CWYAlpha

Just another WordPress.com site

Thought this was cool: Learnng C with GDB – Blog – Hacker School

leave a comment »


Comments: “Learnng C with GDB – Blog – Hacker School”

URL: https://www.hackerschool.com/blog/5-learning-c-with-gdb

Learning C with gdb

Aug 27, 2012

Coming from a background in higher-level languages like Ruby, Scheme, or
Haskell, learning C can be challenging. In addition to having to wrestle with
C’s lower-level features like manual memory management and pointers, you have
to make do without a REPL. Once you get used to exploratory programming in a
REPL, having to deal with the write-compile-run loop is a bit of a bummer.

It occurred to me recently that I could use gdb as a pseudo-REPL for C.
I’ve been experimenting with using gdb as a tool for learning C, rather
than merely debugging C, and it’s a lot of fun.
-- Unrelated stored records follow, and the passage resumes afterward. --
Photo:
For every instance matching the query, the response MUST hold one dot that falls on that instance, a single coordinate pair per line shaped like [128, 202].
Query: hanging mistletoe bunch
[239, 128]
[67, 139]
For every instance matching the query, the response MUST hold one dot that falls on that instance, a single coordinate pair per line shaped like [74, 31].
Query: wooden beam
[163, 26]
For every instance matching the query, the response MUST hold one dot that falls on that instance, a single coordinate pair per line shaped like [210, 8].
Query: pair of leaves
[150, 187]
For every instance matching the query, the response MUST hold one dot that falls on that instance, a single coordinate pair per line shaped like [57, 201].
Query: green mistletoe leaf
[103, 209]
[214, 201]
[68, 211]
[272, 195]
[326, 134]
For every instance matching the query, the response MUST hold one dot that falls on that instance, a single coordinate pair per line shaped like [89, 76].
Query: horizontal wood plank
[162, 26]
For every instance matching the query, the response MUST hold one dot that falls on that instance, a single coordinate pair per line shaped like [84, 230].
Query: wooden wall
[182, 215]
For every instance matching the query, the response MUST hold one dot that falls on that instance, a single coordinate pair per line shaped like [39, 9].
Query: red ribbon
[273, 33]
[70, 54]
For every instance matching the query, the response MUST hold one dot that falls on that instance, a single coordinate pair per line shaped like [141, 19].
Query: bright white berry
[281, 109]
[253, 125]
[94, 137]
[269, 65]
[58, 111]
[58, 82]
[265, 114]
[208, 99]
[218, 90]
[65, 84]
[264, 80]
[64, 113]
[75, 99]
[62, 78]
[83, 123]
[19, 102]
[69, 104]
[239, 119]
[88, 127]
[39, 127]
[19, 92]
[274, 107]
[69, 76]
My goal in this post is to show you that gdb is a great tool for learning
C. I’ll introduce you to a few of my favorite gdb commands, and then I’ll
demonstrate how you can use gdb to understand a notoriously tricky part of C:
the difference between arrays and pointers.

An introduction to gdb

Start by creating the following little C program, minimal.c:

int main()
{
 int i = 1337;
 return 0;
}

Note that the program does nothing and has not a single printf statement.
Behold the brave new world of learning C with gdb!

Compile it with the -g flag so that gdb has debug information to work
with, and then feed it to gdb:

$ gcc -g minimal.c -o minimal
$ gdb minimal

You should now find yourself at a rather stark gdb prompt. I promised you
a REPL, so here goes:

(gdb) print 1 + 2
$1 = 3

Amazing! print is a built-in gdb command that prints the evaluation of a
C expression. If you’re unsure of what a gdb command does, try running help
name-of-the-command
at the gdb prompt.

Here’s a somewhat more interesting example:

(gbd) print (int) 2147483648
$2 = -2147483648

I’m going to ignore why 2147483648 == -2147483648; the point is that even
arithmetic can be tricky in C, and gdb understands C arithmetic.
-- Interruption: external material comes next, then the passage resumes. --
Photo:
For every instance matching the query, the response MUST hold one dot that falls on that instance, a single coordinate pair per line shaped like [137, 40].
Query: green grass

Let’s now set a breakpoint in the main function and start the program:

(gdb) break main
(gdb) run

The program is now paused on line 3, just before i gets initialized.
Interestingly, even though i hasn’t been initialized yet, we can still look
at its value using the print commnd:

(gdb) print i
$3 = 32767

In C, the value of an uninitialized local variable is undefined, so gdb
might print something different for you!

We can execute the current line with the next command:

(gdb) next
(gdb) print i
$4 = 1337

Examining memory with x

Variables in C label contiguous chunks of memory. A variable’s chunk is
characterized by two numbers:

The numerical address of the first byte in the chunk.
The size of the chunk, measured in bytes. The size of a variable’s
chunk is determined by the variable’s type.

One of the distinctive features of C is that you have direct access to a
variable’s chunk of memory. The & operator computes a variable’s address,
and the sizeof operator computes a variable’s size in memory.

You can play around with both concepts in gdb:

(gdb) print &i
$5 = (int *) 0x7fff5fbff584
(gdb) print sizeof(i)
$6 = 4

In words, this says that i‘s chunk of memory starts at address
0x7fff5fbff5b4 and takes up four bytes of memory.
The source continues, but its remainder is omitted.